It required but a glance at Father Francesco to see that he was in all respects the opposite of this. It was evident that he came from one of the higher classes, by that indefinable air of birth and breeding which makes itself felt under every change of costume. Who he might be, what might have been his past history, what rank he might have borne, what part played in the great warfare of life, was all of course sunk in the oblivion of his religious profession, where, as at the grave, a man laid down name and fame and past history and worldly goods, and took up a coarse garb and a name chosen from the roll of the saints, in sign that the world that had known him should know hint no more.
Imagine a man between thirty and forty, with that round, full, evenly developed head, and those chiselled features, which one sees on ancient busts and coins no less than in the streets of modern Rome. The checks were sunken and sallow; the large, black, melancholy eyes had a wistful, anxious, penetrative expression, that spoke a stringent, earnest spirit, which, however deep might be the grave in which it lay buried, had not yet found repose. The long, thin, delicately formed hands were emaciated and bloodless; they clasped with a nervous eagerness a rosary and crucifix of ebony and silver,—the only mark of luxury that could be discerned in a costume unusually threadbare and squalid. The whole picture of the man, as he sat there, had it been painted and hung in a gallery, was such as must have stopped every person of a certain amount of sensibility before it with the conviction that behind that strong, melancholy, earnest figure and face lay one of those hidden histories of human passion in which the vivid life of medieval Italy was so fertile.
He was listening to Elsie, as she kneeled, with that easy air of superiority which marks a practised man of the world, yet with a grave attention which showed that her communication had awakened the deepest interest in his mind. Every few moments he moved slightly in his seat, and interrupted the flow of the narrative by an inquiry concisely put, in tones which, clear and low, had a solemn and severe distinctness, producing, in the still, dusky twilight of the church, an almost ghostly effect.

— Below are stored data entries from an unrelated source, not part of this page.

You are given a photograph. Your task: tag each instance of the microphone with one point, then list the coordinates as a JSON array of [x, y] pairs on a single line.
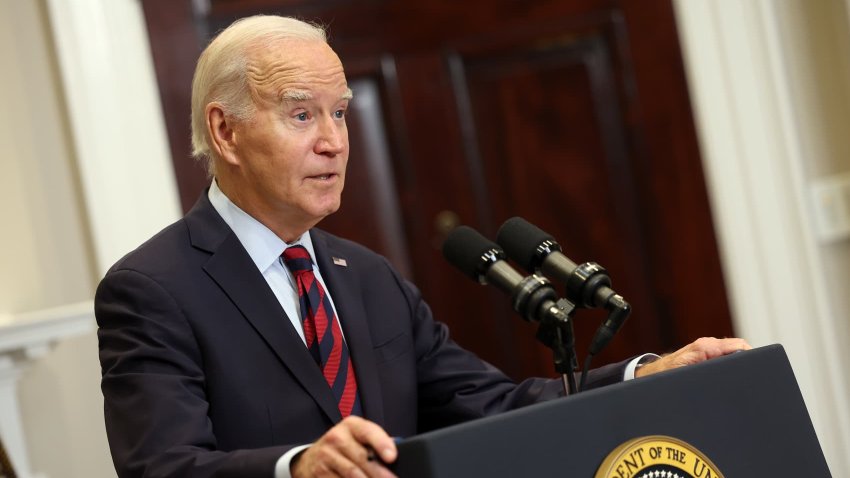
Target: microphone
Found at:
[[588, 284], [533, 297]]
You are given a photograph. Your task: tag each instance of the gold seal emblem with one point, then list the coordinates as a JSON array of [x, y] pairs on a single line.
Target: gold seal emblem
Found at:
[[657, 456]]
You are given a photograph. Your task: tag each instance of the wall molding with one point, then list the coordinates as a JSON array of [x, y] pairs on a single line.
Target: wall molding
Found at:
[[753, 159]]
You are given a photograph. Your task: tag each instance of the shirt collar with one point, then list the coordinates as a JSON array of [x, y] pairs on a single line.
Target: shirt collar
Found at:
[[263, 245]]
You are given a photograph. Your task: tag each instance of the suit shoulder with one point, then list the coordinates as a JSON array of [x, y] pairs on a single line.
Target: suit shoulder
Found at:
[[346, 246], [168, 244]]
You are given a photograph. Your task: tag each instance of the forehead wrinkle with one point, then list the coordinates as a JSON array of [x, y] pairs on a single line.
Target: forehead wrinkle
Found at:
[[291, 80]]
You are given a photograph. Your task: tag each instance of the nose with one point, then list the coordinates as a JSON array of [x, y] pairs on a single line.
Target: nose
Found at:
[[332, 137]]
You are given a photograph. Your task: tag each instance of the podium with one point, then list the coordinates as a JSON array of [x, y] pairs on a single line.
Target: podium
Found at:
[[743, 411]]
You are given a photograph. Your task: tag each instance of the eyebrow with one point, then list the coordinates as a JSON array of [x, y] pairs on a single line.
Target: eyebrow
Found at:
[[303, 95]]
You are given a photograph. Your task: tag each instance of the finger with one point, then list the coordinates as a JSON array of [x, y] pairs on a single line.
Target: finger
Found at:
[[374, 437], [325, 458], [377, 469]]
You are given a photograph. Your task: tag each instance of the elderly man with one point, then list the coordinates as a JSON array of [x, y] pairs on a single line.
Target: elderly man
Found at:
[[241, 340]]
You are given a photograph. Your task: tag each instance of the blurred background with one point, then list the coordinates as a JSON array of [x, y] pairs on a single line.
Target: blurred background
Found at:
[[697, 149]]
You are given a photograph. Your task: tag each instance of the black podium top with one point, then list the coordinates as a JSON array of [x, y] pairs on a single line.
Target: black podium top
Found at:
[[743, 411]]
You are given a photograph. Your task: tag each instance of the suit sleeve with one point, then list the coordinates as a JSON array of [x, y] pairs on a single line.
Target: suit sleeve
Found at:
[[153, 387]]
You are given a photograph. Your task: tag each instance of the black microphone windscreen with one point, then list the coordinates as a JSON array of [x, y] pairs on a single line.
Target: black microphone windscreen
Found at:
[[520, 239], [464, 247]]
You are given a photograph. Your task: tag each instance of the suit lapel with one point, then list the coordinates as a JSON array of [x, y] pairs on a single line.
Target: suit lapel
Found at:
[[232, 269], [339, 273]]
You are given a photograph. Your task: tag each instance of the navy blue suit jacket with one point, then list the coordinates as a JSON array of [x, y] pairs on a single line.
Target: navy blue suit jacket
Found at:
[[203, 375]]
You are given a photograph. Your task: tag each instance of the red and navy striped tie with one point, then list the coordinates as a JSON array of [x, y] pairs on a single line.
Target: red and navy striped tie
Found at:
[[322, 332]]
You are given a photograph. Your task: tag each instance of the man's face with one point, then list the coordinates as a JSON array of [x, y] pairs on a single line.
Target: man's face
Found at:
[[294, 151]]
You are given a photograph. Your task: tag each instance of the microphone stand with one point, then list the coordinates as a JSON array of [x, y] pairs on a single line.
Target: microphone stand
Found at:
[[556, 332]]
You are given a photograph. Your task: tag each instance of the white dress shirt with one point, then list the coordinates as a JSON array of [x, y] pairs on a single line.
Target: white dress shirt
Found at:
[[265, 249]]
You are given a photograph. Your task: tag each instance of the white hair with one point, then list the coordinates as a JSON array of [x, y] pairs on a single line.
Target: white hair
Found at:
[[221, 73]]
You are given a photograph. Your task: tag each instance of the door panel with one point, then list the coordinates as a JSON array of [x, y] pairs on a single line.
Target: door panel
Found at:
[[573, 114]]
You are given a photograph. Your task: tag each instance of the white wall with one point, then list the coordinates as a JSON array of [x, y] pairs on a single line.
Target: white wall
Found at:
[[770, 82], [87, 177]]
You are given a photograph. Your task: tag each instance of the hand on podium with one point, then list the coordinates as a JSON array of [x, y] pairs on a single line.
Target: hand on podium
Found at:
[[698, 351], [354, 447]]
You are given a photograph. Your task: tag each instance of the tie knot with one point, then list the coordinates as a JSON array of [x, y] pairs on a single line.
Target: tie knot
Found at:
[[297, 259]]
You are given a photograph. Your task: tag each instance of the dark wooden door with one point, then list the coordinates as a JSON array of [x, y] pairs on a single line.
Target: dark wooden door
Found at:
[[573, 114]]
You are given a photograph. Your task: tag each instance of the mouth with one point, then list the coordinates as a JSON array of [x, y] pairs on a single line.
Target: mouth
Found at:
[[323, 177]]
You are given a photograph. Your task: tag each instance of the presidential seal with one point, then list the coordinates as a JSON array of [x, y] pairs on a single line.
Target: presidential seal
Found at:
[[657, 456]]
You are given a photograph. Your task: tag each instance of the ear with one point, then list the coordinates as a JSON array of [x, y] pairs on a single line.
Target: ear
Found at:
[[222, 133]]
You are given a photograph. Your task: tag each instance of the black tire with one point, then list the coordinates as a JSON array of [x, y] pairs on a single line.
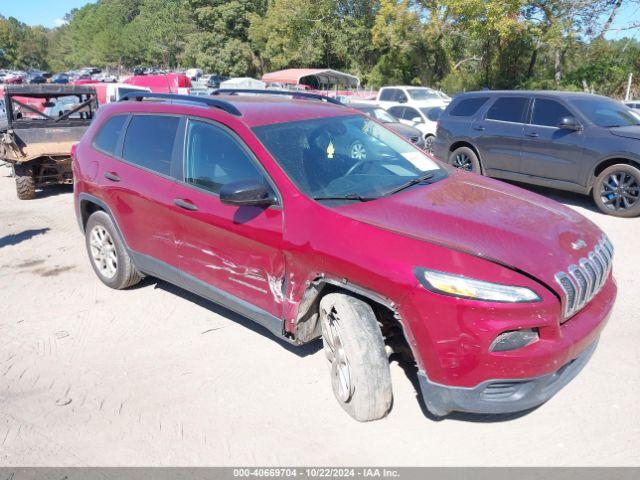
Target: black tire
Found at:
[[360, 374], [126, 274], [428, 143], [25, 185], [465, 158], [618, 200]]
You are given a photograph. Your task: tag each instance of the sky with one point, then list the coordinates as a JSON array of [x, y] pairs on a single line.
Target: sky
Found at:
[[50, 13]]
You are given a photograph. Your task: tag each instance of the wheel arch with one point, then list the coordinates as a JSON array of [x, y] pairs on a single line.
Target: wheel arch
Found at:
[[468, 144]]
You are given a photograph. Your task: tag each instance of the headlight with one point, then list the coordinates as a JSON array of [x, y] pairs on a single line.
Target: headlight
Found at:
[[465, 287]]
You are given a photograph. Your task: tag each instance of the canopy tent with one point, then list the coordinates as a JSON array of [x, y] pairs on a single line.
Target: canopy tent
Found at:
[[314, 77]]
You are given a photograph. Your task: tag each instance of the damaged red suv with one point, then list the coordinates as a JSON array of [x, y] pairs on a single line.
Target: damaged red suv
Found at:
[[257, 202]]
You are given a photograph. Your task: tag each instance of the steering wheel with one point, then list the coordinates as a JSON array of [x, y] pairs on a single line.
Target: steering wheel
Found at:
[[358, 164]]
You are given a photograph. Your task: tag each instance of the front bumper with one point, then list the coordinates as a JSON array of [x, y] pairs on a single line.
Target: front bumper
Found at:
[[501, 395]]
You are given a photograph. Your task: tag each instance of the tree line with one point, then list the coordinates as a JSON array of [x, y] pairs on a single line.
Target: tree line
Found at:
[[451, 44]]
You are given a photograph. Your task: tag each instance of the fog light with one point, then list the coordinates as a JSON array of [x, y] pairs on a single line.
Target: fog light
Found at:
[[514, 339]]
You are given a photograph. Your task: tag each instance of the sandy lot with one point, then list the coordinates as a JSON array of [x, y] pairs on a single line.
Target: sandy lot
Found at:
[[156, 376]]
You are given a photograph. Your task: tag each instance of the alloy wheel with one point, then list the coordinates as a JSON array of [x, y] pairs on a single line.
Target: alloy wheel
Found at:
[[620, 191], [103, 252], [463, 162]]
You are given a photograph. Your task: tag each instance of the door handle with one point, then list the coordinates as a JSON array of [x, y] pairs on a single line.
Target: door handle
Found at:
[[184, 204], [111, 176]]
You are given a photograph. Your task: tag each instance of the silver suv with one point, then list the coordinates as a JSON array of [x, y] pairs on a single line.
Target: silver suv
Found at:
[[579, 142]]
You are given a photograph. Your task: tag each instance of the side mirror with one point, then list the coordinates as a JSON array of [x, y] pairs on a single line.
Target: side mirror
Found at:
[[246, 192], [569, 123]]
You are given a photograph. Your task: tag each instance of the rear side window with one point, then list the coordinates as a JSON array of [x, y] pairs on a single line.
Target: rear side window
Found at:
[[508, 109], [107, 139], [548, 112], [387, 94], [397, 111], [468, 106], [149, 142], [213, 158]]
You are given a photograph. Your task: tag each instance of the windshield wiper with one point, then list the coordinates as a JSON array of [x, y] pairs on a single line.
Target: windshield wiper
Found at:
[[412, 182], [348, 196]]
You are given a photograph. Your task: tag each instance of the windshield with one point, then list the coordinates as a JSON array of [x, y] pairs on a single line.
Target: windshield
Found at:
[[432, 113], [381, 115], [606, 113], [346, 155], [423, 94]]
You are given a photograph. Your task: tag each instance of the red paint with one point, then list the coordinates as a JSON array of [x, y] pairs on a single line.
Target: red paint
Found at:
[[163, 83], [464, 224]]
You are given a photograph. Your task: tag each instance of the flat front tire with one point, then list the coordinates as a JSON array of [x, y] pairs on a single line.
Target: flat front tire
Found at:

When the communication was over, he stepped out of the confessional and said to Elsie in parting,—“My daughter, you have done well to take this in time. The devices of Satan in our corrupt times are numerous and artful, and they who keep the Lord’s sheep must not sleep. Before many days I will call and examine the child; meanwhile I approve your course.”
It was curious to see the awe-struck, trembling manner in which old Elsie, generally so intrepid and commanding, stood before this man in his brown rough woollen gown with his corded waist; but she had an instinctive perception of the presence of the man of superior birth no less than a reverence for the man of religion.